Z-EDU は、教育機関向けに私たちが構築した LMS です。バックエンドは REST /api/v1 に NestJS 11、
PostgreSQL 上の Prisma、Redis、web と admin に Next.js 16 を使い、すべてを pnpm + Turborepo の monorepo に収め、
GitLab CI から Portainer Swarm へデプロイしています。トラフィックはかなり偏っています。大半は読み取りで、
教室紹介ページ、コース一覧、公開テストなどです。書き込みは少ないものの、答案や採点のように絶対に正しくなければ
ならないものです。
最初に思いつくことは分かります。Redis を追加し、重いクエリをいくつか包み、それでキャッシュの課題は片付いた と考える。私たちもそう思っていました。三つの重要な教訓を得るまでは。そのうち一つは、あやうくセキュリティ インシデントになるところでした。この記事は、実際に動いている三層のキャッシュと、その層と層の間に潜むリスクの記録です。
1. なぜ Redis を足すだけでは足りないのか
Redis は高速です。しかし Redis のキャッシュに hit した request の経路をよく見てください。それでも CDN、 reverse proxy を通り、Node のプロセスに入り、middleware を走り、JWT を parse し、tenant のコンテキストを組み立て、 権限の guard を通り、そこでようやく controller に到達して Redis を読み、JSON を serialize して返します。 PostgreSQL の時間は節約できますが、Node 内の request ライフサイクルのコスト、つまり event loop、socket、 middleware、API プロセスのリソースは、ほぼそのまま払っています。

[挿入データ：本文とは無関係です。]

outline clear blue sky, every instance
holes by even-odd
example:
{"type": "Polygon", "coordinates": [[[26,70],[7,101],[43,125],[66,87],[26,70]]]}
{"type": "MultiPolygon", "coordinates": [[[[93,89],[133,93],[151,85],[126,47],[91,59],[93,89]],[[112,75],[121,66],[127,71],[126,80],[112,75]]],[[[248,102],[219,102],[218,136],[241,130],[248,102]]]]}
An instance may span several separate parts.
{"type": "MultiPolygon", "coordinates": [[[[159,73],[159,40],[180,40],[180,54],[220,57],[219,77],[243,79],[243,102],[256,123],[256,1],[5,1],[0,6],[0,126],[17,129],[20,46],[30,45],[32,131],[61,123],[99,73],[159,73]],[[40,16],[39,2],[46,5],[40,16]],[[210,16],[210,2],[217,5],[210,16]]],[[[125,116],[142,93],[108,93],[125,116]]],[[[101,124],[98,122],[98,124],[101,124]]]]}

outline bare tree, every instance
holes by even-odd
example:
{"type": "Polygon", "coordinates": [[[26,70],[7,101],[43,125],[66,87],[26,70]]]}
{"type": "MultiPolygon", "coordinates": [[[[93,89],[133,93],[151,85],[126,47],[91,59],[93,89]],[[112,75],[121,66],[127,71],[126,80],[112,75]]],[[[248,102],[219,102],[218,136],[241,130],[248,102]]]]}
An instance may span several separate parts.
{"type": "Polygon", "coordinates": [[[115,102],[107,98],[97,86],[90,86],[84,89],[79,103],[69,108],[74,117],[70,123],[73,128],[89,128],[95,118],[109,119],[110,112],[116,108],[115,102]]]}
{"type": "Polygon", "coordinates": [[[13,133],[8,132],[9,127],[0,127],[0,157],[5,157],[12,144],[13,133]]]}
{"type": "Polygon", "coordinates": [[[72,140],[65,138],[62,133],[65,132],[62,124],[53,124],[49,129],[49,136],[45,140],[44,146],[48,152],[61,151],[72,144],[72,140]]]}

ある教室が募集キャンペーンを行い、数千人が一分間に紹介ページを開いたとき、最初に飽和するのは必ずしも
PostgreSQL ではありません。API worker のほうがボトルネックになることもあります。request がアプリケーションの
ライフサイクルを最後まで通るのであれば、Redis は database から API へ圧力を移しただけです。本当に負荷を下げたい
なら、request が API に触れる前に止める必要があります。それが Cache-Control の仕事です。
最良のキャッシュ層とは、request がそもそもアプリケーションに到達しない層です。その内側のすべての層は、 すり抜けてきたトラフィックのための安全網にすぎません。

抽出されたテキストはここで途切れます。